Sergey Kurdakov August 6, 2012 at 9:30 am

it partially supports institutional argument, but makes a story obviously more complicated than flow of first institutions, then development like authors try to show, because in developing countries some have 50% of gdp in industry (max 35% in developed countries ) and this actually a huge affecting factor. See Japan – it still lags in agriculture and services productivity, but is it developed country or not?

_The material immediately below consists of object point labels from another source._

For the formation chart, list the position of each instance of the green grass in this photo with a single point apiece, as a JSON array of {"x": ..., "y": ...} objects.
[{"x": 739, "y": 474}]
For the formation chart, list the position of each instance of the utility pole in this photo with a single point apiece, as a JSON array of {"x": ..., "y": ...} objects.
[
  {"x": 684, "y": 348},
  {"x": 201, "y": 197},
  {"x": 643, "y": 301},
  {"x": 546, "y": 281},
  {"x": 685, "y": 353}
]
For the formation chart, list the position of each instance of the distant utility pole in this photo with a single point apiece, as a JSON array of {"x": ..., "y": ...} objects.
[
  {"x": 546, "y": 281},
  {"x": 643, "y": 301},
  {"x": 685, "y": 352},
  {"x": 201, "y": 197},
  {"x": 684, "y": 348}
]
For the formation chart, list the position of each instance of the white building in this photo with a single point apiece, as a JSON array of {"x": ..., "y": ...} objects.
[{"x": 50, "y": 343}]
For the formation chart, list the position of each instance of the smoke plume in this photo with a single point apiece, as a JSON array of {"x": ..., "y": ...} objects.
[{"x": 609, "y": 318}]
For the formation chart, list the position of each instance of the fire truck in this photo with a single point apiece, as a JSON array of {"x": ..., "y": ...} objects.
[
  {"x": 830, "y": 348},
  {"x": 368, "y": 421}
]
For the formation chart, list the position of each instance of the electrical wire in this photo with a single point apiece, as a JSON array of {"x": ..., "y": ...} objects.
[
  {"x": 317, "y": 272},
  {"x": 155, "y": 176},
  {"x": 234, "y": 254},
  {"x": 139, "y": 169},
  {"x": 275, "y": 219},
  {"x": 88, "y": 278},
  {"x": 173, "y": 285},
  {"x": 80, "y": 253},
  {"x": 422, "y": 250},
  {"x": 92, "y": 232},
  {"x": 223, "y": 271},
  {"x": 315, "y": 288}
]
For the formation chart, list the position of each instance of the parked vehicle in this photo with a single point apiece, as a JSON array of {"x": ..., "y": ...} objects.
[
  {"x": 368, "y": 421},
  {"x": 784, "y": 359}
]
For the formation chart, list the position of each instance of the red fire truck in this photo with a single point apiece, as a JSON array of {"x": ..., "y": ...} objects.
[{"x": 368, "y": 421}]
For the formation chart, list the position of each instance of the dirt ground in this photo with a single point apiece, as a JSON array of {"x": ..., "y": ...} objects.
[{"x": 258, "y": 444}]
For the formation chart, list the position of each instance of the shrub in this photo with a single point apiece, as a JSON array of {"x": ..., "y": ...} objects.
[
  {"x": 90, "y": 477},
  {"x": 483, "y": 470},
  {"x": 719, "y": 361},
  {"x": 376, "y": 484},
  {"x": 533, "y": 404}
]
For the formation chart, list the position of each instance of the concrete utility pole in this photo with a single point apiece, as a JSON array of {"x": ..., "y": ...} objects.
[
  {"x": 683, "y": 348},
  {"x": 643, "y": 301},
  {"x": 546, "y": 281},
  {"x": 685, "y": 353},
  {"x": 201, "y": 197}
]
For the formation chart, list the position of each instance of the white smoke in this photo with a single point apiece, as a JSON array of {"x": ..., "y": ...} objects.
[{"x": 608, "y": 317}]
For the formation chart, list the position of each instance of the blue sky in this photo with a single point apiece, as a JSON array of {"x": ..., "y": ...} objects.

chuck martel August 5, 2012 at 2:39 pm

We’re crossing the bridge to a very unpleasant place when we embrace the concept of industrial-grade surveillance/murder that’s implicit in the use of drones. Perhaps the economists will find favor with the optimum use of resources, specialization of labor and low externalities but any human with the most primitive moral compass must be aghast upon reflection on this new dimension of state terror. On Aug. 1, Forbes website published the umpteenth justification for the US use of nuclear weapons on Japan in 1945, a rehash by the demented Henry I. Miller of all the previous arguments for incinerating thousands of people unlucky enough to have been born in Japan prior to that year. href=”http://http://www.forbes.com/sites/henrymiller/2012/08/01/the-nuking-of-japan-was-a-tactical-and-moral-imperative/.html” Pushing a button to kill another human thousands of miles away on the orders of some politician is behavior on the most monstrous level and shows the moral bankruptcy of a society that considers itself, as so many others have, the most advanced on earth. Of course, this strategy won’t be, and even now isn’t, limited to foreign conflicts. Surveillance of all kinds, and instant response to unapproved behavior, will become the norm domestically as well, because it’s both effective and economical. But, Quis Custodiet Ipso Custodes?

The Original D August 5, 2012 at 6:01 pm

One interesting use for drones out here in Colorado is search & rescue for lost hikers. It’s faster and cheaper than sending a team on foot or in helicopters.